Her one-point agenda is to reverse the pathetic conditions in the capital's Nanakpura's Shri Ram JJ Slum cluster: Even basic facilities like sanitation and proper water supply are a luxury for those living here. Water pipelines were laid and streetlights erected only last week, but there's no connection in either. "Development has never reached our area," says Kushma, who is fighting on a 'torch' symbol. "Even if I don't win, at least, I will know I tried to make our lives better."
Some residents in her slum echo Sanjay, saying they are convinced that BJP has propped her up to cut into the Congress and AAP votes in this Valmiki-majority area. "Nobody in the area knows that she is contesting and hasn't even started campaigning," says Vipin Kumar, a local. Neither does Kushma's brother Dheeraj, a vendor.
Sanjay Kumar, the cluster's pradhan, told TOI that Kushma's candidature is expected to help BJP. "The votes will get split between AAP, Congress and her; and BJP will benefit from this."
Kushma refutes the allegations, saying some workers of the mainstream parties, who are banking on the slum vote bank, are spreading these rumours. "I works in four houses and get so tired at the end of the day that I am yet to begin campaigning," she says.

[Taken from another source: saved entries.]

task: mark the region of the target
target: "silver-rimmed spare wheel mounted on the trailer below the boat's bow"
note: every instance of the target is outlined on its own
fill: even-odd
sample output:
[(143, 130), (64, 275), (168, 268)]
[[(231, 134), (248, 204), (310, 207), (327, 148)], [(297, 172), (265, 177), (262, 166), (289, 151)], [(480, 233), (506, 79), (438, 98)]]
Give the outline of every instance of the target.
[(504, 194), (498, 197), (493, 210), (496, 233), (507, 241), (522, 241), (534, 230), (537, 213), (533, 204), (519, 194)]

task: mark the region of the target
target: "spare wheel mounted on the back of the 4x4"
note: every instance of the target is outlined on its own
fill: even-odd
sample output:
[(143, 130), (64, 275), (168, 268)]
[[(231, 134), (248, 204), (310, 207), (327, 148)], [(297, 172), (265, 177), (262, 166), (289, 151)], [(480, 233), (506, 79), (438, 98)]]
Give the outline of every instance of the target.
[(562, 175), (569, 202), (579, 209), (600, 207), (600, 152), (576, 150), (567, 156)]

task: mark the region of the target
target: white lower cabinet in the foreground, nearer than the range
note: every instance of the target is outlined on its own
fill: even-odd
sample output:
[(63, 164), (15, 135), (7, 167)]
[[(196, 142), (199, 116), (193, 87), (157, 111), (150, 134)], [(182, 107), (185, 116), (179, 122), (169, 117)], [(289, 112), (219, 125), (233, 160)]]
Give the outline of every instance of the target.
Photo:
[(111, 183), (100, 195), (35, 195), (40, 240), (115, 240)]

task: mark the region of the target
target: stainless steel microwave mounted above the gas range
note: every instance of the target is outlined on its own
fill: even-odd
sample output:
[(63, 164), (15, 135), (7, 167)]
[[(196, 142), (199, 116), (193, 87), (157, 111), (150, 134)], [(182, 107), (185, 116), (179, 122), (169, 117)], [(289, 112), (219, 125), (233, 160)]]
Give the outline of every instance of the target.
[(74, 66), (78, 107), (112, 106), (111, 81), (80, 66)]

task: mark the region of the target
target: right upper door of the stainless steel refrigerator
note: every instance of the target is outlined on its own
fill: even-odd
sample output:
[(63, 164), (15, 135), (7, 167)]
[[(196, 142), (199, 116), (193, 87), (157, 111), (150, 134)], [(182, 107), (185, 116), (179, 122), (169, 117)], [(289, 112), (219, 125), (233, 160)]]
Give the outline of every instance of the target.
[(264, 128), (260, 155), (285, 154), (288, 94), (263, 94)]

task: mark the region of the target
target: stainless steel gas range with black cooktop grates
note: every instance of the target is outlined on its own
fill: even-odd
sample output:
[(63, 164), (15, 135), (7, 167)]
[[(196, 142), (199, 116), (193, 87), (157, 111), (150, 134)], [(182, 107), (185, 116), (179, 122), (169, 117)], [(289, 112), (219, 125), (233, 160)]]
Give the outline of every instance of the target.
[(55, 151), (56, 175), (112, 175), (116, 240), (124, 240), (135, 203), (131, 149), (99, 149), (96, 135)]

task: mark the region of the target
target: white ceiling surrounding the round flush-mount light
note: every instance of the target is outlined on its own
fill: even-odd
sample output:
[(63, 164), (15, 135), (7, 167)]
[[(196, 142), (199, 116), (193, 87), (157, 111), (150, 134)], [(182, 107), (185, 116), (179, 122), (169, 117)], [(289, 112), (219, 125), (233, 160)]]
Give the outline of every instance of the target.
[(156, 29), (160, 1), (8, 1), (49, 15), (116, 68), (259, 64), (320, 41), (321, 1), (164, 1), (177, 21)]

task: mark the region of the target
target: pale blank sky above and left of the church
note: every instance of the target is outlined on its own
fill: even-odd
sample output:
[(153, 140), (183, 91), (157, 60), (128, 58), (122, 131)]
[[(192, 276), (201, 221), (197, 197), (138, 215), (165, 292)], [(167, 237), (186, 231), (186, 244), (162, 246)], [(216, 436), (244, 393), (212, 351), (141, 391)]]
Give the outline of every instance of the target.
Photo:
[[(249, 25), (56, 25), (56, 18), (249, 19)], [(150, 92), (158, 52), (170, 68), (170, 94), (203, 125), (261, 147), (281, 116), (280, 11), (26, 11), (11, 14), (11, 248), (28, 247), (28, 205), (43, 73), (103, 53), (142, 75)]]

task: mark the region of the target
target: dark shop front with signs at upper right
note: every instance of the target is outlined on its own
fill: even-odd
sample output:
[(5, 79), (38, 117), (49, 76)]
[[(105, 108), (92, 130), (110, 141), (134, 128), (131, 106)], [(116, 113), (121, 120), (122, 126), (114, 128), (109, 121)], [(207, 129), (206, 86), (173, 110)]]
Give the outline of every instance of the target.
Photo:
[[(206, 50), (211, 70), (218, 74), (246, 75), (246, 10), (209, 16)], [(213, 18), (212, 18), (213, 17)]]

Kushma has taken off this Sunday and Monday to reach out to the people. Apart from her slum, she will campaign in Ambedkar Basti of RK Puram constituency.
The erstwhile Congress government had promised to relocate the Nankpuri slum-dwellers into flats, but it never materialized. "We have been living in such pathetic conditions for all our lives and the government as well the opposition have ignored us," Kushma says, adding that her family is hopeful that the slum will this time choose her for a change. And if her dream comes true, may be, her four children who stay away from her because her shanty is too tiny will return for good.